Над спектаклем работала целая группа режиссеров: В.С.Смышляев, А. И. Чебан, В. Н. Татаринов. М.Чехов играл Гамлета. Но, судя по протоколам репетиций65, именно Чехов вно­сил решающее настроение, направляя репетиции в нужное ему русло. Согласно сложившейся традиции, Чехов к роли Гамлета не подходил — мал ростом, невзрачен, имел сипловатый голос. Од­нако то, что именно он играл Гамлета в 1924 году, решило важ­ную проблему воплощения этого образа— отказавшись от его внешних примет, Чехов вскрыл духовную глубину образа и при­близил его к каждому, сидящему в зрительном зале. А гамлетов­ский вопрос "Быть или не быть?" — оговаривался во время репе­тиций не только как проблема Гамлета, но как вопрос каждого из нас, основной вопрос бытия. Ставя проблему так широко, Чехов создавал в Гамлете образ современного интеллигента, для кото­рого важнее всего была борьба с тем, чего он в окружающей его действительности не принимал. Гамлет у Чехова был не только мыслителем, но и борцом. Чеховский Гамлет брал на себя выпол­нение определенной миссии, поэтому он должен был выбрать между своим предназначением и Офелией, которую любил. Он выбирал долг, принося Офелию в жертву. И Офелия это понима­ла и принимала.

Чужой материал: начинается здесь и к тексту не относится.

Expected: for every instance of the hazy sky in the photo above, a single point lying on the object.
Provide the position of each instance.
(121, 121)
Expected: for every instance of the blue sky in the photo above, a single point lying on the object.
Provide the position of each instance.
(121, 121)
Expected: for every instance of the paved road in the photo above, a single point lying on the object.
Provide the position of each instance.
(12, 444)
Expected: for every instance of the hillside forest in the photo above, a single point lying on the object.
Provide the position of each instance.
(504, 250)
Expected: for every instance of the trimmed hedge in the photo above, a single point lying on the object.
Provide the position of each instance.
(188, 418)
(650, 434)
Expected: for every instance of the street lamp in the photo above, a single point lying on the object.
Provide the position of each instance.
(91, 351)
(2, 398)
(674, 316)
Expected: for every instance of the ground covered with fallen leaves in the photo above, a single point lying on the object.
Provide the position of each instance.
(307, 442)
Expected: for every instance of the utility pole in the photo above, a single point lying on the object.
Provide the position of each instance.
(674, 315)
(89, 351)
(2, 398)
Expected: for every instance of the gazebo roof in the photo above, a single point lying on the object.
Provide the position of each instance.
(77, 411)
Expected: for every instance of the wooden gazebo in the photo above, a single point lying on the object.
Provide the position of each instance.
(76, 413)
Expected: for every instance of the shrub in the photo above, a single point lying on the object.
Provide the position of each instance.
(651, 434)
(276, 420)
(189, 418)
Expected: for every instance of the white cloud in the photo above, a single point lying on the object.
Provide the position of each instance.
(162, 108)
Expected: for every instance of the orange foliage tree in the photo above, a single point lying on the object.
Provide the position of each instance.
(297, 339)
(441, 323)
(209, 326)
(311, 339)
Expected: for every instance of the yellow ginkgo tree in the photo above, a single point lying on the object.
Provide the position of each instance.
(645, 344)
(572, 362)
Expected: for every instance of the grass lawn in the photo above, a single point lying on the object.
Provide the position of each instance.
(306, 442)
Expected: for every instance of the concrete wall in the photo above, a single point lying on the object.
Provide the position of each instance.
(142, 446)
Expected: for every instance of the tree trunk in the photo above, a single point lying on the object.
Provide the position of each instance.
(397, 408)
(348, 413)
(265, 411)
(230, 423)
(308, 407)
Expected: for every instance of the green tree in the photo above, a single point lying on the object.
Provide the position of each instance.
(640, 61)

В спектакле было еще одно важное решение: на сцене не бы­ло актера, который исполнял роль Призрака отца Гамлета. Вме­сто человека использовался луч света, который скользил по сце­не, а хор мужских голосов за сценой вел его партию. Именно это новшество стало причиной того, что спектакль, обвиненный в мистике, на время исчезал из репертуара, а когда его возобновля­ли, театральные критики дружно преследовали и спектакль, и Че­хова в роли Гамлета.

В процессе подготовки к премьере М. Чехов ввел для актеров специальные упражнения, которые помогали им развивать фанта­зию. Одним из таких упражнений было упражнение с мячами. Актеры репетировали диалоги, не прибегая к словам: вместо слов они бросали партнеру мяч, вкладывая в этот бросок тот смысл, который хотели передать. Упражнение развивало технику и не давало забалтывать текст. Широко пользовались упражнениями на фантазию: "руки-лучи", "гиганты" и так далее.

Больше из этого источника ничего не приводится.